Computational performance was assessed for all tools not reliant on a web server (i.e. NetChop 3.1, pepsickle). Using a dedicated node (Intel Xeon E5-2697 v2 2.70 GHz, single thread mode) on a Linux server running CentOS 7.7.1908, both in vitro and epitope-based models for NetChop 3.1 and pepsickle were applied to a performance test set consisting of all proteins in the human proteome (https://www.uniprot.org/proteomes/UP000005640). Total CPU times were calculated as the ‘user’ time + ‘sys’ time for each prediction model (Supplementary Table S4).
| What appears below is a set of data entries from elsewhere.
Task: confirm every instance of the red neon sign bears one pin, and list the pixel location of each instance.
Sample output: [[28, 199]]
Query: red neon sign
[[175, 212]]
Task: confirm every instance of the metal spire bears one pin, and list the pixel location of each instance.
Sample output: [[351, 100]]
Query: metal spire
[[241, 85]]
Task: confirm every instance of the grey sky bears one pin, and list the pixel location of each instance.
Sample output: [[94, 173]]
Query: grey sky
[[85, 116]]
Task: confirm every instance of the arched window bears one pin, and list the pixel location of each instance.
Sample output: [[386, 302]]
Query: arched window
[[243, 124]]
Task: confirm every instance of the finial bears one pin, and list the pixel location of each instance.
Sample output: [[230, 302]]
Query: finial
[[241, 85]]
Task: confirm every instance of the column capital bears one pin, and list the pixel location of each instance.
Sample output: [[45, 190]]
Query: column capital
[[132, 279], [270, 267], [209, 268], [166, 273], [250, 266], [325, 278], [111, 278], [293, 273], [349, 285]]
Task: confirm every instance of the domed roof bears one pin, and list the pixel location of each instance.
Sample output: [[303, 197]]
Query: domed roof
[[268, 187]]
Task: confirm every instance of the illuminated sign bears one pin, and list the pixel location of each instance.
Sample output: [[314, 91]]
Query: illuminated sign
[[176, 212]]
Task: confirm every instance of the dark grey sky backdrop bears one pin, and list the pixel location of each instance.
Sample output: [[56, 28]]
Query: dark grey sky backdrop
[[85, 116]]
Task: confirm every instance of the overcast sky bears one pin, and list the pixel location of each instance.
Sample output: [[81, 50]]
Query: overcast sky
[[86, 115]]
2.11 Model cross-comparison assessments

The cross performance of both constitutive-based and immuno-based in vitro models were assessed using the same in vivo validation set used for our epitope trained model (Supplementary Table S5). Cleavage predictions were generated using the internal 7 amino acid window centered within each larger 21 amino acid validation window. Predictions were reported at the same central amino acid with the default prediction probability threshold of 0.5 used for determining cleavage versus non-cleavage predictions. We reasoned that positive epitope cleavage examples should be predicted with good accuracy while negative examples would not due to the complex selectivity of the downstream antigen processing and presentation pathway (e.g. MHC binding); therefore, only the percentage of correctly captured positive cleavage examples was assessed (sensitivity). This removes the possibility of misreporting true cleavage events that are filtered during post-cleavage processing as model misclassifications.

2.12 Collection of patient-derived immune response data and model application

Three primary literature articles including patient specific predicted tumor neoepitopes and epitope-specific immune responses were identified for model application, including: (i) the Ott et al. patient-specific melanoma vaccine study (Ott et al., 2017), (ii) the MuPeXI neoepitope prediction study (Bjerregaard et al., 2017) and (iii) a large scale neoepitope prediction comparison from the Tumor Neoantigen Selection Alliance (TESLA) (Tumor Neoantigen Selection Alliance, 2020). From sources 1 and 2 where gene/protein sources for each predicted epitope were provided, each mutated candidate was mapped back to its original proteomic position to retrieve upstream (10 amino acids) and downstream (10 amino acids) contexts. For predicted neoepitopes within 10 amino acids from the start or end of the protein, positions were buffered using ‘*’ prior to model input. For predicted neoepitopes reported in the TESLA study the original source proteins were not provided. Instead, candidate neoepitope sequences were queried against the human reference proteome using the BLAST (Altschul et al., 1990) command line tool with the following parameters: ‘-matrix BLOSUM62’, ‘-evalue 200000’, ‘-comp_based_stats F’. Only ungapped alignments were retained, allowing for a singular mismatch at the mutated position with exact matches at all other positions. Protein contexts around each candidate neoepitope were generated as described for the other two studies, however all candidate neoepitopes resulting in more than one unique context window were filtered out to remove any candidate neoepitopes with an ambiguous source in the proteome. All predicted neoepitopes across the three studies were also annotated as ‘responsive’ or ‘non-responsive’ based on the reported patient specific immune response. This resulted in 762 candidate neoepitopes, of which 45 (5.9%) were reported as inducing a patient-specific immune response.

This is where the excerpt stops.